If other clients try to obtain the file contract, they cannot obtain it and can only wait.

This ensures that only one client is writing a file at a time.

After obtaining the file contract, during the process of writing the file, the client needs to start a thread that keeps sending requests to NameNode to renew the file, telling NameNode:

NameNode, I’m still writing the document. Will you keep the deed for me?

The NameNode has a special background thread that monitors the contract renewal time.

If a contract has not been renewed for a long time, it will automatically expire and let another client write it.

Said so much, the old rules, to give you a picture, intuitive experience of the whole process.

  


Three, the problem protrudes

Ok, so here’s the problem: if we have a large scale Hadoop cluster, there could be thousands of concurrent clients.

The list of file contracts maintained by NameNode is very large, and the background thread that monitors contracts needs to frequently check that all contracts have expired at regular intervals.

For example, traversing a large number of contracts every few seconds can lead to poor performance, so this contract monitoring mechanism is clearly not suitable for large-scale hadoop clusters.

Fourth, optimization plan

So how to optimize the file contract monitoring algorithm?

Let’s look at his implementation logic step by step. First, let’s take a look at this hand-drawn image:

  


The secret is quite simple: each time a client sends a renewal request, it sets the latest renewal time of the contract.

Then, based on a TreeSet data structure, the contracts are sorted according to the last renewal time. Each time, the contract with the oldest renewal time is ranked first. This sorted contract data structure is very important.

TreeSet is a sortable data structure, which is implemented based on TreeMap.

TreeMap’s underlying implementation is based on a red-black tree, which ensures that elements are not duplicated and allows us to customize the sorting of elements each time you insert an element.

So our sorting rule here is to sort the contract by the most recent renewal time.

In fact, this optimization is as simple as maintaining such a sorted data structure.

Let’s now look at the source code implementation of contract monitoring in Hadoop:

  


You don’t want to run through thousands of contracts every time you check to see if they are expired, because that would be inefficient.

We can simply get the oldest contract renewed from TreeSet, assuming that the most recent contract renewed has not expired. This means that contracts that are renewed more recently will never expire!

For example: the contract with the oldest renewal date was last renewed 10 minutes ago, but we judge the contract to expire after 15 minutes.

At this time, even 10 minutes ago contract renewal has not expired, so those 8 minutes ago, 5 minutes ago contract renewal, certainly will not expire ah!

The optimization of this mechanism is quite helpful for performance, because normally, expired contracts are still in the minority, so there is no need to run through all the contracts to check for expiration.

We only need to check the oldest contracts.
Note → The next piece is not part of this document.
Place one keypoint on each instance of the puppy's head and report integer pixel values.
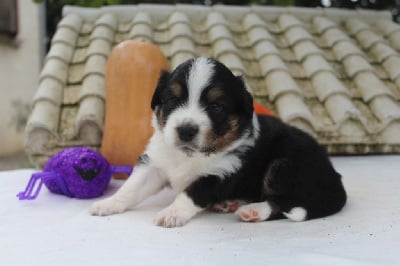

If one contract has expired, delete it and check the second-oldest one. And so on.

Through this mechanism of TreeSet sorting + priority checking the oldest contract, the performance of contract monitoring mechanism under large-scale cluster can be improved by at least 10 times. This idea is very worthy of our learning and reference.

To give you an extension, Eureka as a registry in The Spring Cloud microservices architecture also has a renewal check mechanism, similar to Hadoop.

However, Eureka does not implement a similar renewal optimization mechanism, instead each round of violence iterates through the renewal times of all service instances.

If you’re dealing with a massively deployed microservice system, that’s not good!

In a large-scale system with hundreds of thousands of machines deployed, the renewal information of hundreds of thousands of service instances resides in Eureka’s memory. Should the renewal information of hundreds of thousands of service instances be traversed every few seconds?

Finally, a good open source project contains a lot of good design ideas. Read all kinds of excellent open source project source code, is a short time quickly, greatly improve a person’s technical foundation and technical level of the way, we might as well try.